И шумная компания покинула корчму.
Дружная звонкая песня пронеслась по улице и растаяла где-то во мраке ночи.
К утру от денег, вырученных за спектакль, не осталось ни гроша.
Султан Абдул-Азиз был спасен.
VПрошло две недели. Македонский куда-то бесследно исчез. Брычков, живший благодаря своеобразной доброте Македонского на его счет, оставшись теперь без всяких средств, встретился с жестокими лишениями и голодом. Покинув так легко отчий дом, он впервые почувствовал тяжесть и неудобства новой жизни, которая издалека казалась ветреному молодому человеку столь интересной и привлекательной. Два-три дня его, а вместе с ним и Хаджию с Попче, кормил в долг Странджа, но вот Странджу свалила болезнь, и друзья начали голодать. Огонь, на котором так весело кипела фасоль, угас; покрывшиеся толстым слоем пыли кастрюли, кувшины и стаканы валялись в беспорядке. В корчме, еще совсем недавно многолюдной и шумной, царили грязь и запустение. Хаджия ушел раздобыть денег (как он сказал) у какого-то богача и не вернулся. Попче его прождал; вернее, проголодал два дня в корчме, и тоже ушел куда-то в поисках счастья. Остался только Брычков, решивший ухаживать за Странджей. Он не мог бросить этого замечательного человека не то что без средств — денег у него самого не было ни гроша, — а без моральной поддержки. Странджа не хотел и даже не мог ничего есть. Он только беспрестанно кашлял и задыхался. Это нежелание больного есть почти радовало Брычкова, который сам стоически переносил голод, но не мог бы без отчаяния видеть, как голодает умирающий старик. Лицо Странджи становилось с каждым днем все тоньше и покрылось уже смертельной бледностью. Его ясные, неестественно блестевшие глаза глубоко ввалились, рубцы от старых ран на щеке посинели, потом почернели. Находясь в полном сознании, Странджа чувствовал трогательную заботу Брычкова, и порой у него навертывались слезы. Он часто беседовал с Брычковым, неизменно рассказывая ему о боях на Стара-планине. Воспоминания об этих героических днях поддерживали его.
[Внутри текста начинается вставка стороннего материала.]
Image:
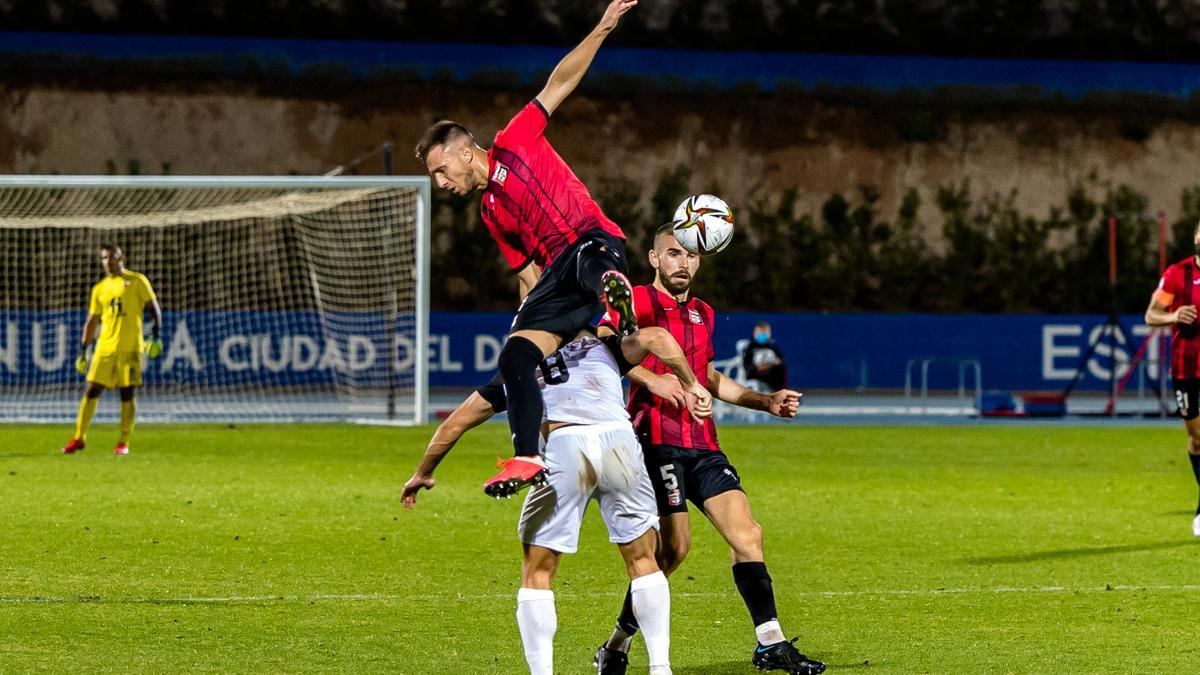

Он знал, что скоро умрет, мужественно переносил болезнь и ждал смерть как гостью, сокрушаясь только о том, что встречает ее здесь, в подвале, а не на поле боя. Минутами его мысли переносились к родным. Он мельком заговаривал о них, а затем снова возвращался к рассказу о борьбе с турками. Брычков слушал его с благоговением. Он принимал как священный завет каждое слово, исходившее из бледных уст старого героя, который говорил все меньше и все сильнее мучился. Болезнь безжалостно пожирала его. Брычков не отходил от больного.